O circuito comercial alternativo não dá conta de seguir a produção de Manoel de Oliveira, 104. Nos últimos 20 anos, o cineasta português filmou nada menos do que 19 longas-metragens, sempre com alto nível de excelência.

"O Estranho Caso de Angélica" (2010), seu penúltimo longa, estreia agora em São Paulo, mais de três anos após ter sido exibido no Festival de Cannes.

Ninguém mais filma como Oliveira. Suas marcas autorais são inconfundíveis: os enquadramentos simétricos, a frontalidade em muitas cenas, a câmera que pouco se movimenta, os personagens que surgem inesperadamente da sombra ou de fora do quadro, o humor peculiar, o claro-escuro, a preocupação com o texto.

Em "O Estranho Caso de Angélica", acompanhamos um fotógrafo contratado para retratar uma jovem morta. Numa das poses, a moça lhe sorri. O fotógrafo começa, então, a se comportar de maneira estranha. Anda como um zumbi pela pensão onde mora, inquietando a proprietária e os outros moradores.

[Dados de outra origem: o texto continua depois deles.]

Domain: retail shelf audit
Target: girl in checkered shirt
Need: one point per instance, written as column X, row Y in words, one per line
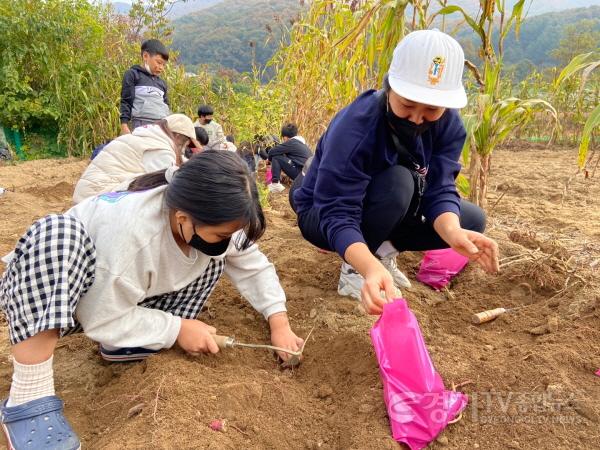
column 132, row 270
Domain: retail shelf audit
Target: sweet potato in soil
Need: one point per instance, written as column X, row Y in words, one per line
column 531, row 373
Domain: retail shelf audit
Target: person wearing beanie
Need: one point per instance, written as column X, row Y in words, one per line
column 383, row 177
column 216, row 137
column 144, row 97
column 288, row 157
column 147, row 149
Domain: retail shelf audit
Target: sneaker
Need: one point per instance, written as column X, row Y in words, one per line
column 389, row 262
column 125, row 354
column 276, row 187
column 350, row 282
column 38, row 424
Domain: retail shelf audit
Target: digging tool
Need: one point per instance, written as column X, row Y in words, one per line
column 225, row 342
column 491, row 314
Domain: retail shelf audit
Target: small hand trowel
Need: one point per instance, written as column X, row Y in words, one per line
column 225, row 342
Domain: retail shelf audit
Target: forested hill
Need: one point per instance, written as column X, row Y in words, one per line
column 221, row 35
column 232, row 33
column 540, row 35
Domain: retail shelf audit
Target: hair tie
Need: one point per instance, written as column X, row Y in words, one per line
column 170, row 172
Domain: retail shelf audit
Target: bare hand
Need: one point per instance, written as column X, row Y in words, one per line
column 195, row 337
column 376, row 281
column 476, row 247
column 283, row 336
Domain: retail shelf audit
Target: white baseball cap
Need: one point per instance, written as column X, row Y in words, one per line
column 427, row 67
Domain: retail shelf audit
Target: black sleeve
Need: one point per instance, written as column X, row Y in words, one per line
column 165, row 97
column 127, row 95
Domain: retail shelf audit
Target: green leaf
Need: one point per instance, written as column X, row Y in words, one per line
column 592, row 122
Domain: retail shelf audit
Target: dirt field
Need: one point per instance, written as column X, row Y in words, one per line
column 529, row 374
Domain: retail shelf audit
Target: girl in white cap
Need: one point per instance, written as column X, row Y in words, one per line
column 132, row 270
column 148, row 148
column 383, row 177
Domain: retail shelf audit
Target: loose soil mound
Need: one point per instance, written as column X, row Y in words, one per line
column 529, row 374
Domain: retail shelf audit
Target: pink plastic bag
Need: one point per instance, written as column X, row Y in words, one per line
column 418, row 406
column 438, row 267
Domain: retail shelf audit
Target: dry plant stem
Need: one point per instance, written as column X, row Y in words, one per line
column 496, row 202
column 156, row 398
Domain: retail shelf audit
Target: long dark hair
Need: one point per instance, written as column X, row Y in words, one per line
column 213, row 187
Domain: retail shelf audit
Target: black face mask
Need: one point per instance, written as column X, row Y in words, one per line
column 404, row 127
column 208, row 248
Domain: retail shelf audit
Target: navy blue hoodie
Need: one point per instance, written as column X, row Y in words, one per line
column 356, row 147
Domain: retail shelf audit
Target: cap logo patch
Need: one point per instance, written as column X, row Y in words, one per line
column 436, row 69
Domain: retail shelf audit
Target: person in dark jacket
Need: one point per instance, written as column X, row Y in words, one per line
column 144, row 97
column 289, row 156
column 383, row 177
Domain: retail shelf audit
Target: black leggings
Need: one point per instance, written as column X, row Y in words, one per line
column 389, row 214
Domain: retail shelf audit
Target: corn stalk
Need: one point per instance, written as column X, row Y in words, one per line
column 495, row 118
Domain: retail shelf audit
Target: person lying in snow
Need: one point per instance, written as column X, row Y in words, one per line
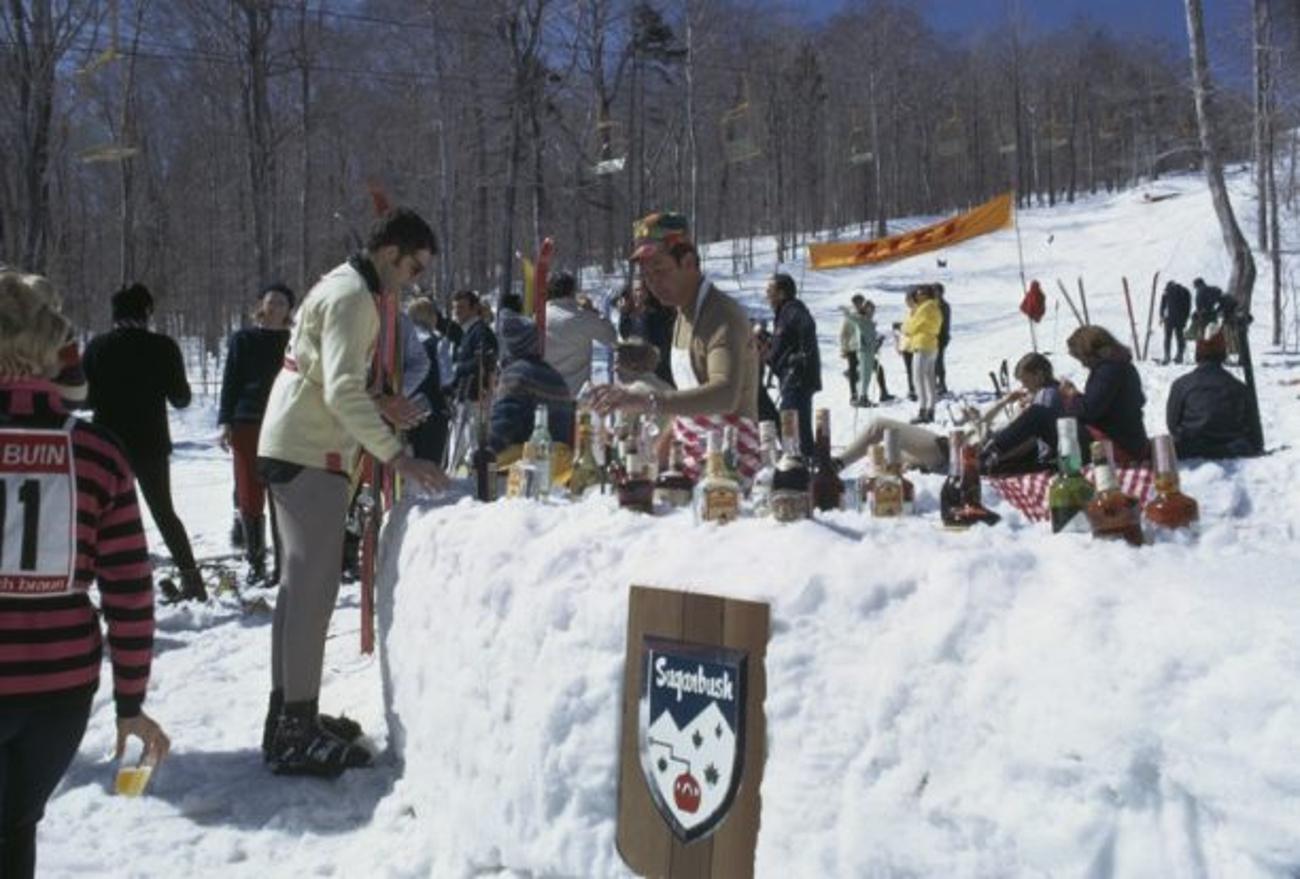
column 928, row 451
column 1207, row 410
column 1109, row 407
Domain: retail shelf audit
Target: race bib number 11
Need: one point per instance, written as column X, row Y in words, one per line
column 38, row 528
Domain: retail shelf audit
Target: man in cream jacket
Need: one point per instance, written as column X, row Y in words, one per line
column 320, row 415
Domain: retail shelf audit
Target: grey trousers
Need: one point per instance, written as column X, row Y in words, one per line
column 312, row 510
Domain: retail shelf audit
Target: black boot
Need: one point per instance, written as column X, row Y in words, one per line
column 255, row 549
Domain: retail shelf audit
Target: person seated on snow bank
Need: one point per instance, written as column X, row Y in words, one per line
column 52, row 642
column 527, row 381
column 1109, row 407
column 1207, row 410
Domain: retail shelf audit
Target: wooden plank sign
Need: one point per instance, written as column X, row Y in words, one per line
column 693, row 734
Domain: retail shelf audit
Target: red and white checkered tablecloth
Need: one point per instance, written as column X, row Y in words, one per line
column 1028, row 492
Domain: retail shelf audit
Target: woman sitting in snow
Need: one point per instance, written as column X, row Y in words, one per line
column 527, row 381
column 1109, row 407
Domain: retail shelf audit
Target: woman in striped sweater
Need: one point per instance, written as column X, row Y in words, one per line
column 68, row 516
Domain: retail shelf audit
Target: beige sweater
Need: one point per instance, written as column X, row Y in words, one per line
column 320, row 411
column 722, row 355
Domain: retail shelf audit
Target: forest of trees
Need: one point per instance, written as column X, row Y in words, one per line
column 207, row 146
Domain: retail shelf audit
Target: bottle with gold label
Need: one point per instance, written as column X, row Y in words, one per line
column 1170, row 507
column 887, row 490
column 672, row 488
column 585, row 473
column 1112, row 514
column 791, row 497
column 716, row 493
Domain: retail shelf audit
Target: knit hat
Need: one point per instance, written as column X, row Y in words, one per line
column 518, row 336
column 658, row 230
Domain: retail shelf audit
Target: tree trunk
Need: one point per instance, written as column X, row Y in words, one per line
column 1243, row 264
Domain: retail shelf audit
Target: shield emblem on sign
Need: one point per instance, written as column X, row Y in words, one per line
column 692, row 732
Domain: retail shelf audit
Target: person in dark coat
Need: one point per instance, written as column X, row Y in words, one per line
column 1175, row 307
column 475, row 354
column 792, row 354
column 133, row 375
column 1208, row 407
column 644, row 316
column 527, row 381
column 254, row 356
column 945, row 336
column 1109, row 407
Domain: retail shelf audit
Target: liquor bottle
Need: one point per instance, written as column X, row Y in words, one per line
column 961, row 502
column 586, row 472
column 484, row 462
column 521, row 480
column 716, row 494
column 887, row 485
column 1170, row 507
column 1113, row 514
column 1070, row 492
column 541, row 442
column 674, row 488
column 791, row 498
column 827, row 489
column 636, row 490
column 761, row 493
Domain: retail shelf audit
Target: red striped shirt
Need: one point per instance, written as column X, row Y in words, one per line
column 51, row 648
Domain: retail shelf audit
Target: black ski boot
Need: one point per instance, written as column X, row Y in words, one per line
column 255, row 549
column 303, row 747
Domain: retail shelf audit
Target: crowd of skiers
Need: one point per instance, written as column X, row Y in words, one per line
column 298, row 403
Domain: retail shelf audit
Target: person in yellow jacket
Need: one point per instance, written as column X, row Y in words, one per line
column 317, row 419
column 921, row 337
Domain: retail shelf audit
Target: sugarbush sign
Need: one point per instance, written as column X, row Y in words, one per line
column 692, row 732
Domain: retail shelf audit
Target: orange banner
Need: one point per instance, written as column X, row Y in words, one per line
column 991, row 216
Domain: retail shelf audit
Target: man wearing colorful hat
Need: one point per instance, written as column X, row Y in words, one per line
column 713, row 329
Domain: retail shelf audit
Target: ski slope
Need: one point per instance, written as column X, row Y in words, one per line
column 1000, row 702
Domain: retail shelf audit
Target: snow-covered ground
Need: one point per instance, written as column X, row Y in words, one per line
column 988, row 704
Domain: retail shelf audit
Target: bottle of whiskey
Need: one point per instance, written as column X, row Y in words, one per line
column 541, row 442
column 887, row 484
column 961, row 501
column 1170, row 507
column 636, row 490
column 672, row 488
column 1112, row 514
column 585, row 473
column 791, row 497
column 1069, row 492
column 484, row 462
column 827, row 488
column 716, row 494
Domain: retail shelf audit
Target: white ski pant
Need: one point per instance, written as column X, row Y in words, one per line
column 923, row 376
column 312, row 511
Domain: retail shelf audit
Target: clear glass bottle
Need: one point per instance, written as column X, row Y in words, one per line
column 716, row 493
column 1069, row 492
column 672, row 488
column 586, row 473
column 1170, row 507
column 761, row 493
column 791, row 497
column 541, row 442
column 1112, row 514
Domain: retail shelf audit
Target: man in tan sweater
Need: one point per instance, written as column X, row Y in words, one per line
column 319, row 416
column 711, row 327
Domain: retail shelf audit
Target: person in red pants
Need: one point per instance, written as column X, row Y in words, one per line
column 72, row 518
column 254, row 356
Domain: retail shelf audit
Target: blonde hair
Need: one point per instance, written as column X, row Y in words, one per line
column 31, row 329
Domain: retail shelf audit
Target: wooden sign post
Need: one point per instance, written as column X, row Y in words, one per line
column 693, row 734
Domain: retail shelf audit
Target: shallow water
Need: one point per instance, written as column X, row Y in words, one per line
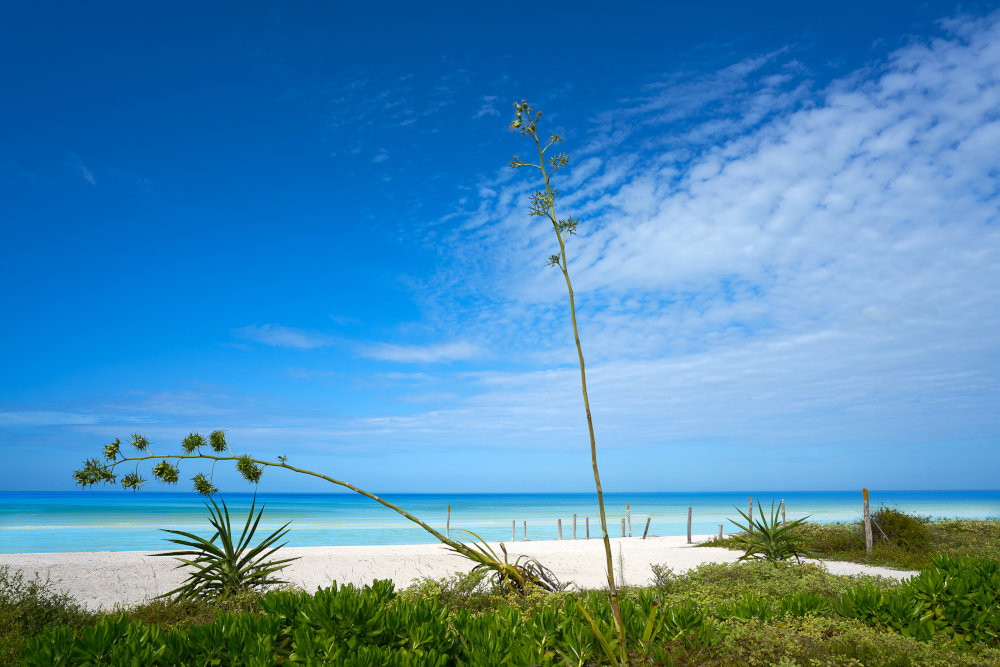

Quando olha pela janela de seu quarto, encanta-se com trabalhadores braçais (aqueles que fazem o trabalho "à moda antiga", cantando com as enxadas em mãos). Ele pendura as fotos dos trabalhadores em seu quarto, ao lado das fotos da jovem, numa pequena exposição nostálgica.

Oliveira fala da morte e de seu impacto. E fala também do espírito. A moça se vai, mas retorna nos sonhos do fotógrafo. Morre como pessoa, nasce como imagem (primeiro fotográfica, depois cinematográfica) e faz do fotógrafo uma outra imagem.

O encontro entre essas duas imagens é um rasgo fantástico que só os grandes mestres têm a liberdade e a coragem de explorar, com efeitos especiais que remetem a Georges Méliès. É uma bela homenagem ao cinema.

Oliveira trabalha também com algumas digressões, como a do gato da pensão que espreita um pássaro na gaiola e ouve um latido ameaçador vindo de fora. Esse pequeno drama animal é visto inicialmente como um detalhe dentro de uma cena de diálogo. Quando as pessoas se retiram, a câmera detém-se por alguns segundos nos animais, maravilhando-nos com essa inesperada singeleza.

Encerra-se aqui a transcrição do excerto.